Sinergi lintas-industri juga tak kalah esensial untuk mendukung ekosistem teater musikal Tanah Air sekaligus memperkuat berbagai elemen yang terlibat. Pasalnya, tak bisa dipungkiri bahwa produksi teater melibatkan lebih dari sekadar aktor di atas panggung.

“Yang di belakang panggung itu punya peran penting juga. Dari segi produksi internal kita beberapa tahun ke belakang itu gampang menemukan pemain baru, tapi untuk kru itu cukup sulit dan jarang.

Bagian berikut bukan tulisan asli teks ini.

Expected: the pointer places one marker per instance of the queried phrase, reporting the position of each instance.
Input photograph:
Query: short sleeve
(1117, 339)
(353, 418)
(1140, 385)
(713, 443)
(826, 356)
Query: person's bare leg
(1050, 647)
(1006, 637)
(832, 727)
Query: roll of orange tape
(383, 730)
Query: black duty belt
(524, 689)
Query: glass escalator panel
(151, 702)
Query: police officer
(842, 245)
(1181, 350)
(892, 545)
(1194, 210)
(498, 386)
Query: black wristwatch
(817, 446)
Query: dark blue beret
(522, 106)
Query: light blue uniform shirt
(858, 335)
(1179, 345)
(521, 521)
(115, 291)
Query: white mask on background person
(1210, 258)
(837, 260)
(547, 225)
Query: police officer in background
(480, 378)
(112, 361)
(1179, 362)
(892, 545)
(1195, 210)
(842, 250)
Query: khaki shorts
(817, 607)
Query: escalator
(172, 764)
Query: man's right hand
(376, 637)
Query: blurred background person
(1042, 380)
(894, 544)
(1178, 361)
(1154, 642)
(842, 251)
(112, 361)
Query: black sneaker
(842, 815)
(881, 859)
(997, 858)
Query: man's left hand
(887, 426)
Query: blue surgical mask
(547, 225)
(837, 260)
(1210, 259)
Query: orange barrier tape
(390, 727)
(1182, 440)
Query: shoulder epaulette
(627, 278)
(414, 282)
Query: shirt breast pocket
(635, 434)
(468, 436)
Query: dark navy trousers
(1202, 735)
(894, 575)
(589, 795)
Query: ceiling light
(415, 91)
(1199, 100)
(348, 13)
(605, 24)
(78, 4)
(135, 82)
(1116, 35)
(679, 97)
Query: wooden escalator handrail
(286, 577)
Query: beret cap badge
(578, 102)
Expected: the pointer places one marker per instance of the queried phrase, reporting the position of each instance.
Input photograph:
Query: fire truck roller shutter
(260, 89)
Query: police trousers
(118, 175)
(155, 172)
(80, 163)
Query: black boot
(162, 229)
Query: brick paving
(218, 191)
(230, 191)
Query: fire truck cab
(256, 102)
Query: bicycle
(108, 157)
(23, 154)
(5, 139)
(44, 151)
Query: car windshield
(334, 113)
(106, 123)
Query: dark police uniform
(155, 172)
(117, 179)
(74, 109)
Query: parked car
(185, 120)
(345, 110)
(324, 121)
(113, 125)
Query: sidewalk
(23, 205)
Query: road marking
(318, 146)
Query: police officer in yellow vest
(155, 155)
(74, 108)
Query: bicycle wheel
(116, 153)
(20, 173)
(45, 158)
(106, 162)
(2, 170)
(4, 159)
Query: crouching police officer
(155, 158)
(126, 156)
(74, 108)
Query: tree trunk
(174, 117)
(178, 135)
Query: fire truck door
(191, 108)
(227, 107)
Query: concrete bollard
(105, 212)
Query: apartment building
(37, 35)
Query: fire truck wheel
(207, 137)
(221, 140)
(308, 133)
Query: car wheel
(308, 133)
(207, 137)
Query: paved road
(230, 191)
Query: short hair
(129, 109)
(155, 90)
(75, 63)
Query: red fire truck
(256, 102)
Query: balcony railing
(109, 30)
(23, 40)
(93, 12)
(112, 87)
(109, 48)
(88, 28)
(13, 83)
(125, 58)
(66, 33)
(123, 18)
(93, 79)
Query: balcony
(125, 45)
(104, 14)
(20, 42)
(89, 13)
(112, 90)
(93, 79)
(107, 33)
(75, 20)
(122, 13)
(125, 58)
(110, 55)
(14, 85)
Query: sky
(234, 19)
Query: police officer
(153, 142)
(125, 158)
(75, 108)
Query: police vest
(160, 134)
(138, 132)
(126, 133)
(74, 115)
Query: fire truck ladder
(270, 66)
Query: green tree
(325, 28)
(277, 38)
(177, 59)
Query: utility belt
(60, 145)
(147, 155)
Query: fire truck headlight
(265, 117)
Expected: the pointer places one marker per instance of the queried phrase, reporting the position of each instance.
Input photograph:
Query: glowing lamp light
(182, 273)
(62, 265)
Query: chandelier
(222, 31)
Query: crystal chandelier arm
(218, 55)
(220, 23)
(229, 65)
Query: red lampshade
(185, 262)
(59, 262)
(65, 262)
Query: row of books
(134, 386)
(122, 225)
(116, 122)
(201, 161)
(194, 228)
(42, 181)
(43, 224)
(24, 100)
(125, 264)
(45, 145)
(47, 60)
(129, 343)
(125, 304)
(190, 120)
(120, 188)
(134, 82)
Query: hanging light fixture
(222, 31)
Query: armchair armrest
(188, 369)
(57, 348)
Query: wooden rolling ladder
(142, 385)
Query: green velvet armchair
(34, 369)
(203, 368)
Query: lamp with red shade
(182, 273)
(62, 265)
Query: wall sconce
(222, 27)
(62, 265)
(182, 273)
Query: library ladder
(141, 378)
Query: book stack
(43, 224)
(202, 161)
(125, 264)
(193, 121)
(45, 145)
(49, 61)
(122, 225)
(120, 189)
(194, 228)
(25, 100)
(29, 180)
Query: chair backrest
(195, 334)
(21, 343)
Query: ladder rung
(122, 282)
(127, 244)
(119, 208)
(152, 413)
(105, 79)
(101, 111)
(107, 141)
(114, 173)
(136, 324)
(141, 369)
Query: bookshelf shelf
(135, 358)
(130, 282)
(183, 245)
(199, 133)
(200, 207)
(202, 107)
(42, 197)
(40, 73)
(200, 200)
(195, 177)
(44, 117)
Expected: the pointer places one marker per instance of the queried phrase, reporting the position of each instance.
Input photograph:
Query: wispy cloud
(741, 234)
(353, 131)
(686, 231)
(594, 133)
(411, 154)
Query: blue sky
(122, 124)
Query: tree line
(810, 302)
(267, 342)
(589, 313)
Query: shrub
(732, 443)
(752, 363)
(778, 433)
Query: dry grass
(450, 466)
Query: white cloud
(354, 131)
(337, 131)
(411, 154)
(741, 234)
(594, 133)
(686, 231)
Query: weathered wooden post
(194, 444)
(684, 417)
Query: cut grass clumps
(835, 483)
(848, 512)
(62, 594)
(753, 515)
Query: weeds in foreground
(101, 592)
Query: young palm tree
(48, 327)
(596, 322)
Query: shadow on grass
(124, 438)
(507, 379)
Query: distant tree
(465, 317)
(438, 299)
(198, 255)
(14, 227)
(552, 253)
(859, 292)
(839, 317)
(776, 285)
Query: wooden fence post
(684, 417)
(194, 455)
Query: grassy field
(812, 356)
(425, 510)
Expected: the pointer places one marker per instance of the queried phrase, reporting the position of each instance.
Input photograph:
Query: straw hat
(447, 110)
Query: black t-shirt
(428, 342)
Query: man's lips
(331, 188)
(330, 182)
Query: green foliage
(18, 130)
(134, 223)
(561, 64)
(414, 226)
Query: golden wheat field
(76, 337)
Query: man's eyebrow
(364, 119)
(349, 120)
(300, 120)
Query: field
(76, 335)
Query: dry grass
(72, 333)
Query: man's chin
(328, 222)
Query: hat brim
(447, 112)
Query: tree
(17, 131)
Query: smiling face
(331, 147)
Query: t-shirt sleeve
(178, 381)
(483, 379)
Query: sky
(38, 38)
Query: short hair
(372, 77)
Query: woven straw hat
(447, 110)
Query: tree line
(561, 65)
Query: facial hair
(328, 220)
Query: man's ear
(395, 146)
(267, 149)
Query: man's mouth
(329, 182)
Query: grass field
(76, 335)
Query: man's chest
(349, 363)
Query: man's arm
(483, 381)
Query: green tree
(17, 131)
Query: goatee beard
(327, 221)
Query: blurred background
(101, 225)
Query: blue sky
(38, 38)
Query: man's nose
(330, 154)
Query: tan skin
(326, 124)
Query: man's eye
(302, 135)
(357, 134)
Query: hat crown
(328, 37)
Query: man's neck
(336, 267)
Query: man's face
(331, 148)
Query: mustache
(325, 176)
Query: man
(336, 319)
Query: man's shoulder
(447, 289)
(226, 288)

Biasanya orangnya itu-itu saja. Jadi kolaborasi lintas-industri seperti kru makeup, kostum, sampai audio ini perlu selain untuk menekan cost, mereka juga bisa menampilkan produk atau kreasinya,” kata Rio.

Monda mengatakan hal sama. Menurutnya, masih banyak variabel yang perlu dibenahi apabila Indonesia ingin memiliki ekosistem teater musikal yang maju dan berkelanjutan.

Dibutuhkan pula dukungan dari pihak di luar pemerintahan berupa pendanaan yang dapat membantu menutupi biaya produksi.

“Antusiasmenya ada, talentanya ada, tapi funding dan infrastrukturnya zero, jadi susah untuk sustainable dan orang-orang tidak bisa make a living out of it. Jadi kita harus banget di-boost sama funding, baik dari pemerintah dan perorangan yang memang ingin berkontribusi. Tentunya yang harus dikencangkan juga itu the investment di pendidikan karena sejauh ini teater hanya bagian dari ekstrakulikuler dan bukan kurikulum seni,” tutup Monda.